NOTA DE INTRODUÇÃO
Diferentemente de Davi, que teve sua humanidade pecaminosa completamente exposta, as contradições da humanidade do apóstolo Paulo não é bem percebida quando se lê o Novo Testamento sob uma perspectiva exclusivamente devocional.
Não se pode dizer que Paulo era uma mentira, um oportunista de marca maior, mas podemos verificar que assim como Davi produziu uma vida a serviço de Deus sem esconder sua natureza, Paulo também permitiu que sua fosse registada pelo amigo Lucas e nas suas próprias cartas (consciente ou inconscientemente).
INTERLÚDIO I
Cerca de uma década após a morte de Jesus, estavam os apóstolos reunidos quando aparece aquele ex-perseguidor de cristãos, chamado Saulo de Tarso, dizendo que havia tido uma experiência com o Mestre a caminho de Damasco.
A partir de então os apóstolos da fé são obrigados a "engolir" este novo irmão e suas idéias contrárias àquelas pregadas pelos líderes da comunidade cristã em Jerusalém: Tiago, irmão de Jesus, Pedro e João.
Mas... o que sente Paulo pelos apóstolos? Que sentimento ele passa a desenvolver por aqueles que se consideravam os herdeiros da fé de Jesus, incumbidos da missão de dar continuidade aos seus ensinamentos?
INTERLÚDIO II
- Paulo se considera melhor do que os apóstolos: "São ministros de Cristo?
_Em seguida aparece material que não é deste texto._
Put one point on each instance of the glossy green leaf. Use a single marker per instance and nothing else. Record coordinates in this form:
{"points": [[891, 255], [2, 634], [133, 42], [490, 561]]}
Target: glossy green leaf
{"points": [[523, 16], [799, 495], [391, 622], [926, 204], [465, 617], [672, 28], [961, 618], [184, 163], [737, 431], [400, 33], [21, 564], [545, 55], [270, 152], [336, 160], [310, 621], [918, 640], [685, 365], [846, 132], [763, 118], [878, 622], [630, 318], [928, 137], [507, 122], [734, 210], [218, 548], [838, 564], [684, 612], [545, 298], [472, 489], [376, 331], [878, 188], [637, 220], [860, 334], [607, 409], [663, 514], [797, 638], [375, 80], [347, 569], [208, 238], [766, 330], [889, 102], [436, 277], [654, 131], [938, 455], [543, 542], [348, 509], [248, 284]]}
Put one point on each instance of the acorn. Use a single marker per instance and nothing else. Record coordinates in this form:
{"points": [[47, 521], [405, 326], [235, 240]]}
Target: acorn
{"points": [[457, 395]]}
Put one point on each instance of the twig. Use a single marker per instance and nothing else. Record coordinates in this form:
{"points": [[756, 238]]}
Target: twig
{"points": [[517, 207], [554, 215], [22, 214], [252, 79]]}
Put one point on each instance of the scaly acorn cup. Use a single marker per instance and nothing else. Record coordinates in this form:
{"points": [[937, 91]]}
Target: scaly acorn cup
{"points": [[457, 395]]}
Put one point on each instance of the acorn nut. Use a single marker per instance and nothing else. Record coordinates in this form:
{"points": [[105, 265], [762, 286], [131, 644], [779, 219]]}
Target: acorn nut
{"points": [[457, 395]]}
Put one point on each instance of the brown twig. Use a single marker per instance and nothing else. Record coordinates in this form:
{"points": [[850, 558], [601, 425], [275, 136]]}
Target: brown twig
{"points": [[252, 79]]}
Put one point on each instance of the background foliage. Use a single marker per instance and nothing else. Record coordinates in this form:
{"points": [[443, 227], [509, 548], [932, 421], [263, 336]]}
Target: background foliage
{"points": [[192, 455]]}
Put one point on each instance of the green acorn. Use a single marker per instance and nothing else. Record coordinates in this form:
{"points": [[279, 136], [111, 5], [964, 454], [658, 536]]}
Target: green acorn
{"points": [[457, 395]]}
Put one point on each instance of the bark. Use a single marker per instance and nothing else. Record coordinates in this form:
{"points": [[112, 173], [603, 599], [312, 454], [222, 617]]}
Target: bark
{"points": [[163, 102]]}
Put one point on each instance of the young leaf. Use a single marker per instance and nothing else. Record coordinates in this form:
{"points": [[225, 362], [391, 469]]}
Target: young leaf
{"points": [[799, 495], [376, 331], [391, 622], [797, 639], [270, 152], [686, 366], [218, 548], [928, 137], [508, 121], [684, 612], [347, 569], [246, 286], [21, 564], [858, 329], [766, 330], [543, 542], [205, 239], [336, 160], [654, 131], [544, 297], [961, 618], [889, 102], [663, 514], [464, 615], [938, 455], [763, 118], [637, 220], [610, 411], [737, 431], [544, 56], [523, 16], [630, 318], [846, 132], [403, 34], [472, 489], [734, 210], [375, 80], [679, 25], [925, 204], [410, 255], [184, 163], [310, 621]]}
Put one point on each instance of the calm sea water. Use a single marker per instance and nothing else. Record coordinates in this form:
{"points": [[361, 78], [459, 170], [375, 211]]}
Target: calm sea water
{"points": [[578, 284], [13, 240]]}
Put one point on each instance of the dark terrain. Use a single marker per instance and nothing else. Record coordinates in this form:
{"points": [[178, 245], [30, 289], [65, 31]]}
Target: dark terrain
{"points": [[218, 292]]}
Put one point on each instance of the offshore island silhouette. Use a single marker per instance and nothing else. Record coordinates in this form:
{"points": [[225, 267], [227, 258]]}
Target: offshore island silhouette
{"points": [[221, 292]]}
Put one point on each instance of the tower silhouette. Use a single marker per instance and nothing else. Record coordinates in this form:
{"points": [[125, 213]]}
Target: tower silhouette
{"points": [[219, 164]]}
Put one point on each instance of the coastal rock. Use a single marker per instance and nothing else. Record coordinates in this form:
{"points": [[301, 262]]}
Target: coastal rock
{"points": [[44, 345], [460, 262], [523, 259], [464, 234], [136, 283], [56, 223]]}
Eu ainda mais..." (II Cor 11:22-23).
- Paulo demonstra desprezo pelos líderes da igreja em Jerusalém (Tiago, Pedro e João) ao citá-los, pejorativamente, como "os chamados pilares da Igreja" (Gal. 2:9), afirmando ainda que "estes (os apóstolos) que pareciam alguma coisa... em nada contribuíram a mim" (Gal. 2:6).
- Enquanto Jesus percorreu a Galiléia escolhendo seus apóstolos a dedo, Paulo se considerava o primeiro e maior dos apóstolo, recebendo diretamente de Jesus uma nova doutrina:"...aprouve a Deus, que desde o ventre de minha mãe me separou e me chamou pela sua graça, revelar seu Filho em mim, para que o pregasse entre os gentios." (Gal. 1:15-16).
- Paulo abomina completamente a Lei de Moisés e as práticas judaicas, a marca por excelência da nação de Israel: 2 Cor. 3:7-8, Filipenses 3:2.
- Enquanto Jesus afirmou que não veio ab-rogar a Lei ou os profetas, mas cumprir, Paulo declara: "Porque o fim da lei é Cristo..." (Rom 10:4).
INTERLÚDIO III
A trajetória de Paulo no livro de Atos é tumultuada e contraditória em alguns momentos.
Apresentando-se como apóstolo de Cristo, ele comunga, por algum tempo, da companhia dos apóstolos até se sentir confortável a expor suas ideias anti-judaicas.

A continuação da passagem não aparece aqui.